Once there are multiple paths to success — such as the that of indie-classical poster girl Zoe Keating, or musicians who go on to create their own bands in either classical or other genres — that’s when the crippling fear of mistakes can start to ease up a bit.
And not until then.
For any students who are in tears about one wrong note, it is cruel and inaccurate to tell them, “The jury doesn’t mind one wrong note!” Here’s what you need to tell them:
There are many paths to being a successful classical musician. Session work is one. Composing and writing is another. Making a band with your friends is another — why not put your own music on iTunes or Bandcamp? Working in a rock band is another — see about getting an electric instrument that’s more portable, amenable to being dinged up and tossed into a trunk, and louder, or look into how to amplify your instrument as it is. There is not only one way to succeed, and the other paths are not consolation prizes for those who can’t make it “for real.”
The way to stop agonizing over ruthless perfection is to get the hell out of the atmosphere that demands it, not to stay in that atmosphere and act like it’s not there.
And don’t tell them tall this only when they reach 18 and start to freak out about error after a lifetime of music lessons that taught them the exact opposite. It’s got to be done from the ground up.
This doesn’t even begin to address the damage that a teacher is doing to students when they never teach them improvisation and composition, and then sell them a bill of goods when they collapse after making one mistake. You are teaching your student nothing beyond the skills they need to exist only in that poisonous atmosphere, and then telling them to stop crying when they mess up? *shakes head* If you want your students to stop agonizing over tiny errors, you’d better start figuring out how to teach them the skills they need to survive outside of that perfection-driven atmosphere, and that includes improvisation and composition. Can’t do it? Well then, learn how. “Those who teach must never cease to learn,” etc. etc. If it’s really beyond you, then you’ve got to start collaborating with a teacher who can. School faculty will often collaborate, with science and math teachers, or humanities teachers, working out simultaneous syllabi. Investigate that.

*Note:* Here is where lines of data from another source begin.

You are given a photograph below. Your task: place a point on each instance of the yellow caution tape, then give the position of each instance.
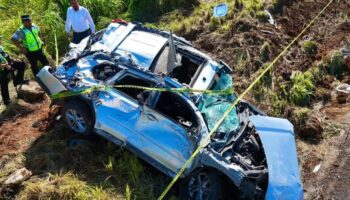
(218, 124)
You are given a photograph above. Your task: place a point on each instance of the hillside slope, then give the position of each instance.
(301, 87)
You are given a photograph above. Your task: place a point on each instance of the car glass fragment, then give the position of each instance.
(214, 106)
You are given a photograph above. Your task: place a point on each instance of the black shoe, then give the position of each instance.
(7, 102)
(24, 82)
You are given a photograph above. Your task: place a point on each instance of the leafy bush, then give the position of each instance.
(262, 16)
(302, 88)
(276, 6)
(300, 116)
(310, 47)
(336, 65)
(265, 52)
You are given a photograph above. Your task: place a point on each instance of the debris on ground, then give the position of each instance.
(18, 176)
(30, 92)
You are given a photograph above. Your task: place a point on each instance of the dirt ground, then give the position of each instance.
(26, 121)
(21, 125)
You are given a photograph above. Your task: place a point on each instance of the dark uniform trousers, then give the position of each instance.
(34, 57)
(17, 75)
(78, 37)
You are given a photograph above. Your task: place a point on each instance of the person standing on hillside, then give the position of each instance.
(80, 20)
(8, 66)
(28, 39)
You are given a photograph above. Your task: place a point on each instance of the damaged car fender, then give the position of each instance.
(278, 140)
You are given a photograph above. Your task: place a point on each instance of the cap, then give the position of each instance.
(25, 17)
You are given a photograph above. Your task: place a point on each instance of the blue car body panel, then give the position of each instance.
(278, 140)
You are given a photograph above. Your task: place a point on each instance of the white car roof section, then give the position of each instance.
(142, 46)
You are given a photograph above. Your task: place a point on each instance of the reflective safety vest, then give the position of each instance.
(32, 40)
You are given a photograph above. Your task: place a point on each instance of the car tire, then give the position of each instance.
(208, 189)
(77, 117)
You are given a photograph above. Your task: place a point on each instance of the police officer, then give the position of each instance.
(28, 39)
(9, 66)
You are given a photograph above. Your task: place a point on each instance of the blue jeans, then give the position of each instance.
(78, 37)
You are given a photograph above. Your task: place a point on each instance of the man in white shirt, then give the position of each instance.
(79, 19)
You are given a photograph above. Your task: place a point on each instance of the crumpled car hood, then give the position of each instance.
(278, 140)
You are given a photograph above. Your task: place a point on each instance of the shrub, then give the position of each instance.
(262, 16)
(336, 65)
(214, 23)
(265, 52)
(276, 6)
(300, 116)
(310, 47)
(302, 88)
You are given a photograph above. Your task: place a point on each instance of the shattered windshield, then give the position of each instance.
(214, 106)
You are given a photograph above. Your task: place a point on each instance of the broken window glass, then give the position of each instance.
(214, 106)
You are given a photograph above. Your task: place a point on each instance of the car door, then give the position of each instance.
(150, 135)
(116, 114)
(166, 141)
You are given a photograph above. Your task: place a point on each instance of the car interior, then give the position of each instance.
(174, 107)
(184, 71)
(129, 79)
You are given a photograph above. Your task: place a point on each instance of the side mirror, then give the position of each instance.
(143, 96)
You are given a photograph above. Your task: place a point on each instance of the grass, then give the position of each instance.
(310, 47)
(93, 169)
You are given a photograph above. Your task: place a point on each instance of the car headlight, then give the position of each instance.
(60, 72)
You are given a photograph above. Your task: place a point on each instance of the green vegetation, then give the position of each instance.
(262, 16)
(300, 116)
(336, 64)
(87, 170)
(302, 88)
(310, 47)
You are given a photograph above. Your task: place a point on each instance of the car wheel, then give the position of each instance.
(201, 186)
(76, 116)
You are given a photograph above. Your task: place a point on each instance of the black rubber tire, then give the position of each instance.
(216, 191)
(83, 111)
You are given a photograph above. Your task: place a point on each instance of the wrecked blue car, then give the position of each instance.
(251, 155)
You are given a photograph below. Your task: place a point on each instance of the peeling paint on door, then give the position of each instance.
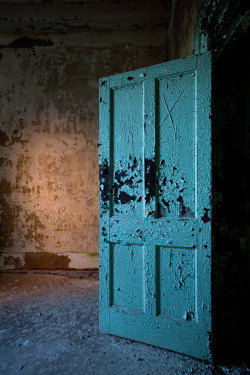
(155, 160)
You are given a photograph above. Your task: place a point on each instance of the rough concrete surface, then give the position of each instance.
(49, 325)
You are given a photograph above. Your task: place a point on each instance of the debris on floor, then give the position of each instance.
(49, 325)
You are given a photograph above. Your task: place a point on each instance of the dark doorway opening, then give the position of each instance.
(231, 202)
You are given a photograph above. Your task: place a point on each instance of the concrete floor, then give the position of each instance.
(49, 325)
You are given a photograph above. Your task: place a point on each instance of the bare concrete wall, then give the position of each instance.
(184, 16)
(49, 137)
(52, 55)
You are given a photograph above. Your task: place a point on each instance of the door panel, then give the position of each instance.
(155, 233)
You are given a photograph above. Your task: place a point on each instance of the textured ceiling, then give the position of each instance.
(68, 16)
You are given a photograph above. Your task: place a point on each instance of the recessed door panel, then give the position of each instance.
(155, 211)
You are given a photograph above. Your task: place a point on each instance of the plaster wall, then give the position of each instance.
(181, 27)
(49, 136)
(52, 55)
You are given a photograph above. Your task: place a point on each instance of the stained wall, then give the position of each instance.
(51, 59)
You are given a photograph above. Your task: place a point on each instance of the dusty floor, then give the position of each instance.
(49, 325)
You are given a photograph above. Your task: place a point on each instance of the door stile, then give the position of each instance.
(104, 203)
(204, 168)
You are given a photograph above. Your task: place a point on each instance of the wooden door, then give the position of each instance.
(155, 186)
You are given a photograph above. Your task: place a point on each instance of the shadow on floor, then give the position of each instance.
(49, 325)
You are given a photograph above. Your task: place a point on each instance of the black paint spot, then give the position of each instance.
(205, 218)
(150, 174)
(124, 198)
(104, 231)
(104, 180)
(166, 204)
(183, 210)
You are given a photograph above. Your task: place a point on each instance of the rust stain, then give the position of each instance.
(11, 261)
(26, 42)
(39, 261)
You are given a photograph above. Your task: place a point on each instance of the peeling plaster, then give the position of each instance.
(49, 137)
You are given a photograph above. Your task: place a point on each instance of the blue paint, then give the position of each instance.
(155, 234)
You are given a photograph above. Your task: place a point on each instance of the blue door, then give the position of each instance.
(155, 186)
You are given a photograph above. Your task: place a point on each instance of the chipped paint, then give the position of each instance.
(155, 164)
(49, 137)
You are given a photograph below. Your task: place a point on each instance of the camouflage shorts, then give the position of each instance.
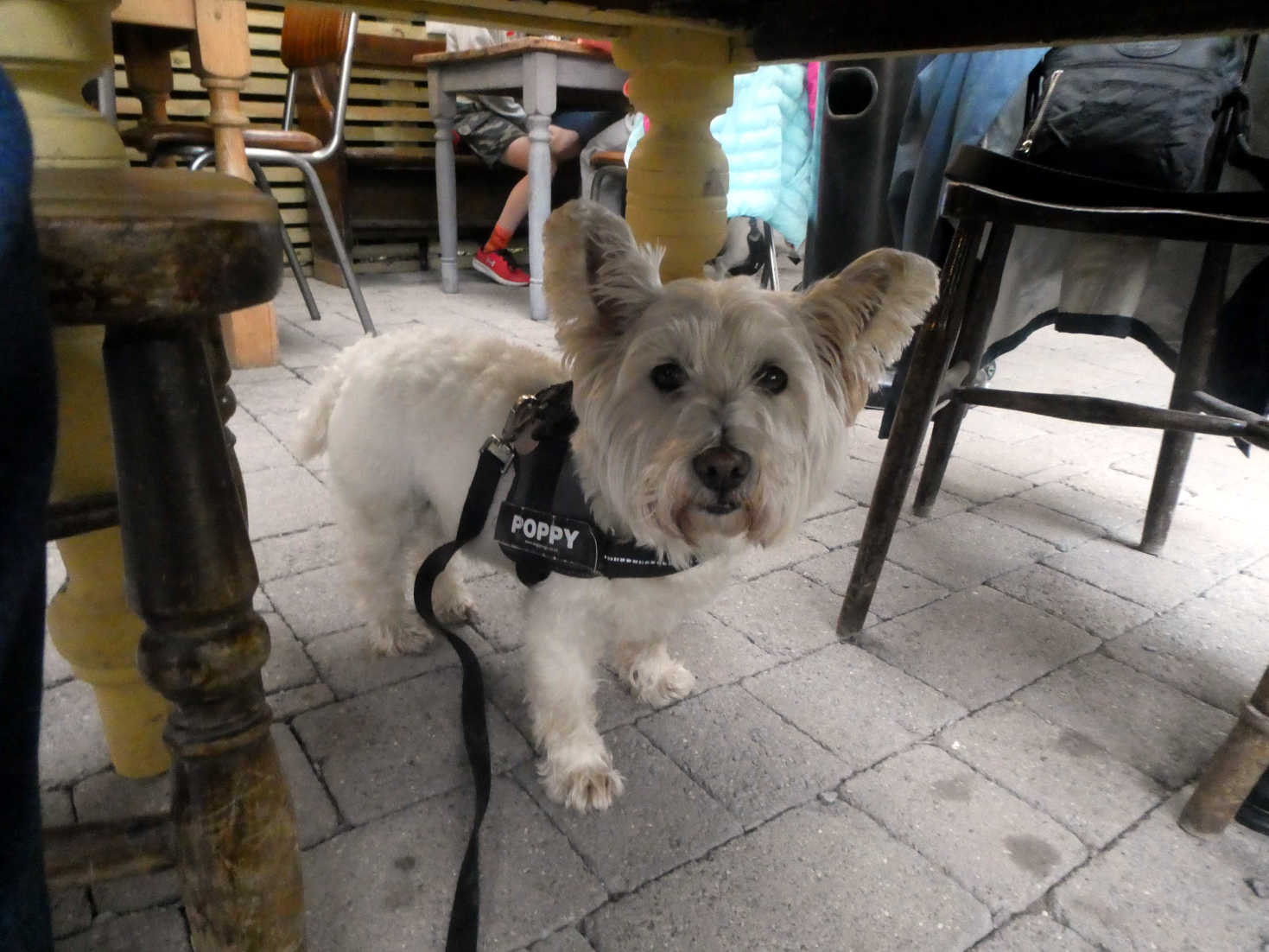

But please, do not prepare your students for nothing but jury-bound competitions and note-perfect recitation and then tell them that music isn’t about hyperventilating, stressing out, or throwing up over errors. That’s crazy.
There’s another post bubbling around in my subconscious about how being a soloist doesn’t just require technical flawlessness but an inability or lack of desire to blend in with the crowd, and how that inherent “funkiness” can be found at all ability levels. I’ll mull it some more.